Glial cell proteome using targeted quantitative methods for potential multi-diagnostic biomarkers

Study layout for developing biomarker candidates from primary cell to diagnose the Glioma

The first step in biomarker development is to identify candidates. To this end, we performed a comprehensive proteomics study of glial cells, which pooled glial primary cells (Control: 5 and Grade 4: 5) were used. Next step is to validate the glial marker candidates in primary glial cells and tissues (Control: 10 and 10, Grade 2: 10 and 10, Grade 3: 12 and 10, and Grade 4: 15 and 10) (Fig. 1 and Additional file 1: Table S1). Briefly, in the first stage, we profiled the human glial proteome to obtain a pool of biomarker candidates, in which TMT-labeled quantitation method was performed to compare the abundance of proteins between control and cancer. Then, we stratified biomarker candidates by small scale MRM analysis, which was used as the initial selection tool in our systematic proteomic pipeline. In the second stage, a large-scale MRM analysis of targeted peptides was performed in individual glial cells and tissues using the corresponding heavy peptide mixtures as an internal standard. Finally, to develop a multiplex assay, a multimarker panel was established, based on candidate variables in individual primary cells.

Fig. 1figure 1

Schematic describing the Glioma primary cell biomarker Study workflow. Sample preparation A: surgically-removed tissue samples were enzymatically dissociated to single cells and cultured. Control pooled primary cells and grade 4 glioma pooled primary cells were lysed, digested, and labeled with TMT reagent 126 and 130, respectively. TMT-labeled control and grade 4 glioma peptides were mixed and subjected to HPLC fractionation. Candidate screening B: Fractionations obtained (n = 12) were subjected to LC–MS/MS, and the acquired data were analyzed via Proteome Discoverer to obtain differentially expressed proteins in glioma primary cells. Ingenuity pathway analysis (IPA) were performed to further understand the biological significance of the differentially expressed proteins. Validation C: MRM assays for the differentially expressed proteins were developed using synthetic peptides for each protein

Identification of protein in glial primary cell

To obtain an in-depth proteome in glial primary cell, we implemented the TMT labeling method combined with LC-based mid pH peptide fractionation. Our proteome analysis was performed based on the high-resolution mass spectrometry and a multiple-database search strategy including SEQUEST and X! Tandem. In this study, a total of 7,429 protein groups were identified at a minimum confidence level > 95%, more than 2 unique peptides, and FDR < 5% (Additional file 1: Table S2).

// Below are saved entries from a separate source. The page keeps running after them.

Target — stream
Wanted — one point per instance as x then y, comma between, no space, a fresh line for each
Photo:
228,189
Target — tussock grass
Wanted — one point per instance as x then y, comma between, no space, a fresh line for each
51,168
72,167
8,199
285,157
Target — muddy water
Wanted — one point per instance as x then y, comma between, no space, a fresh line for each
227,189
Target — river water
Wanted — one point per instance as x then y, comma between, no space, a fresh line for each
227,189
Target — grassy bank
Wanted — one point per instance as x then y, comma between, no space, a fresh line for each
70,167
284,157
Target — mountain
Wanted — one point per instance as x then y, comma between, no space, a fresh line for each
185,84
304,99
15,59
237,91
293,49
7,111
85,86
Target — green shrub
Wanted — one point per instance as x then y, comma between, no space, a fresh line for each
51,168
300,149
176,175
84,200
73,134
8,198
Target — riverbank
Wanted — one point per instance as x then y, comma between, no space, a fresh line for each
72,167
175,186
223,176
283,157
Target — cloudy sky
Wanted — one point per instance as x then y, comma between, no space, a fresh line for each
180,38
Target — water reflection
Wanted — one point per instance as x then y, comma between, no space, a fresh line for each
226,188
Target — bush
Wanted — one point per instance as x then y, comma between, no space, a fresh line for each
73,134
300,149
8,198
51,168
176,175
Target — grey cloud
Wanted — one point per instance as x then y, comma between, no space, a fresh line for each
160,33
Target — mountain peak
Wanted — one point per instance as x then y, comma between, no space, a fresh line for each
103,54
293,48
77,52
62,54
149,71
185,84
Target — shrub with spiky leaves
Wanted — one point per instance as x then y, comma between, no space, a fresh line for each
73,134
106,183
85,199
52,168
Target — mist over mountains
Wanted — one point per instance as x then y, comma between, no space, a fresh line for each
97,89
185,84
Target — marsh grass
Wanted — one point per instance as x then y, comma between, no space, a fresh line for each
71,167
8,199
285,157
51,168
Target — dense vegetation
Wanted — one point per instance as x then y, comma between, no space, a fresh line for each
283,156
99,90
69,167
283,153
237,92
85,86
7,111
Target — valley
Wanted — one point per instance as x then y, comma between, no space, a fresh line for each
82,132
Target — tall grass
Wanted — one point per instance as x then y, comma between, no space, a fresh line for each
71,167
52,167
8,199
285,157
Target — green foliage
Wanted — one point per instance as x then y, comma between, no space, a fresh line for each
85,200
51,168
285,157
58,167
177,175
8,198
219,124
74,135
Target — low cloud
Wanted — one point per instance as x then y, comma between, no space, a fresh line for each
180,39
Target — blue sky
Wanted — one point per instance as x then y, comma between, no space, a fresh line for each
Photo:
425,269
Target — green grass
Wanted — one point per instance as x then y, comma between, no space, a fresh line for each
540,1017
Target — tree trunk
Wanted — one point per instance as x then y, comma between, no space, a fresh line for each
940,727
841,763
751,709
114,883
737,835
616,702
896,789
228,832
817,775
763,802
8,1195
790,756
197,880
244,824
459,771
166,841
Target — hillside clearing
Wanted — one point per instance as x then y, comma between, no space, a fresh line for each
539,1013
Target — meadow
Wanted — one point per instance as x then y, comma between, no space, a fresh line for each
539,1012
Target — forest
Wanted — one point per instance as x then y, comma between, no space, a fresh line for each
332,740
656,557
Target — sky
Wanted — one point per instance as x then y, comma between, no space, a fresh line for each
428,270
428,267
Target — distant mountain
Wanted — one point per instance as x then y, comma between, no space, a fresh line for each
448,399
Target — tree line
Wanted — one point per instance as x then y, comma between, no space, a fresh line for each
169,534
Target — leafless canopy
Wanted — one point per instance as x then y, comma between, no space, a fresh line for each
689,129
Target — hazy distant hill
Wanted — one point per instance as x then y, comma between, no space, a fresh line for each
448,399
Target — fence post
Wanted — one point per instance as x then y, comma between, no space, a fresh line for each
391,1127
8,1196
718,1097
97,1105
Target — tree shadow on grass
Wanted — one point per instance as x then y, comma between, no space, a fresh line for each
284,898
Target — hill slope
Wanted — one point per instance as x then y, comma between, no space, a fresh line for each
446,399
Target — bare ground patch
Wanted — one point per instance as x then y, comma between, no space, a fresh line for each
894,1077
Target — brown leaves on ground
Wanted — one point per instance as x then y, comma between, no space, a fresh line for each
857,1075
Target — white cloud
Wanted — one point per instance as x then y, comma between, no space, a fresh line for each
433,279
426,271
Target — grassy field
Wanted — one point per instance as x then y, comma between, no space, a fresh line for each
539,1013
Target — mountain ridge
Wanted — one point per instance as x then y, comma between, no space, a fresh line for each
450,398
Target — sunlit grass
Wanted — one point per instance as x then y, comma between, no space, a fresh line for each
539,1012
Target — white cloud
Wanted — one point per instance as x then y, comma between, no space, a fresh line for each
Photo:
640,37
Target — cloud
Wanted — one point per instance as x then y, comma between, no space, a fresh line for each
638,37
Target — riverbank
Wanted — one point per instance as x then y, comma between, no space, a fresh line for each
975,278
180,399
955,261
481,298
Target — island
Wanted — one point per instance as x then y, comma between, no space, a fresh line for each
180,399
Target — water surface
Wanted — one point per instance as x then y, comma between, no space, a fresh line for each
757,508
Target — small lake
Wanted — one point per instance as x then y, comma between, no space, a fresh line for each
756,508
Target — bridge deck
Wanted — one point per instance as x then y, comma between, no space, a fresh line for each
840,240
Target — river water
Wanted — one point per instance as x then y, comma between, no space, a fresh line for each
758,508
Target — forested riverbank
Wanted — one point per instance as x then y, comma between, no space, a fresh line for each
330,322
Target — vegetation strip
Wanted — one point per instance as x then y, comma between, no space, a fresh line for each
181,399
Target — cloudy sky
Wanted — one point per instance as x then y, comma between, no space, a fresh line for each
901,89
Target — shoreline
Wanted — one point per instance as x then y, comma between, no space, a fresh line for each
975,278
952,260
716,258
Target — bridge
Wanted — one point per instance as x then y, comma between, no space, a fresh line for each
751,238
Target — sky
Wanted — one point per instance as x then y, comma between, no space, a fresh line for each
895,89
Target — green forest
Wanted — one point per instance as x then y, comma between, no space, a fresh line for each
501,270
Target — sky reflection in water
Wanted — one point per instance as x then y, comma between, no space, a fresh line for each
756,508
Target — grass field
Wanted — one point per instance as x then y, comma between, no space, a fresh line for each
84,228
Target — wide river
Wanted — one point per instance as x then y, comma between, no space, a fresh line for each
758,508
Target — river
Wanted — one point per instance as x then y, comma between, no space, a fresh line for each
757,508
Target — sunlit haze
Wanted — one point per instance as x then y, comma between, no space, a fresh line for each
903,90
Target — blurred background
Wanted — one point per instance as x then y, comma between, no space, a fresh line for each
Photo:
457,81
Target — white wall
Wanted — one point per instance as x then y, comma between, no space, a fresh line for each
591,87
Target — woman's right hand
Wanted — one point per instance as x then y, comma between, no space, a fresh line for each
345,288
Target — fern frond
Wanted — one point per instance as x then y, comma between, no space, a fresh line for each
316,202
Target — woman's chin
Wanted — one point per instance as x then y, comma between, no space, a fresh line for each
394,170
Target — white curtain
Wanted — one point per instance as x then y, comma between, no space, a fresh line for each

To determine the functions of the proteins in our glial proteome, we used Gene Ontology (GO) to classify them by biological process (BP), molecular function (MF), and cellular component (CC).

Our glial proteome was significantly enriched in proteins that participate in ‘cellular process (38.6%), ‘biological regulation’ (29.4%), and ‘metabolic process’ (25.8%). Regarding molecular function, the proteome was significantly enriched in proteins that mediate ‘binding’ (34.4%), ‘catalytic activity’ (17.7%), and ‘enzyme regulator activity’ (3.3%). GO analysis of cellular components was significantly enriched in proteins associated with ‘intracellular organelle’ (37.2%), ‘cytoplasm’ (35.7%), and ‘membrane’ (21.8%) (Additional file 2: Fig. S2).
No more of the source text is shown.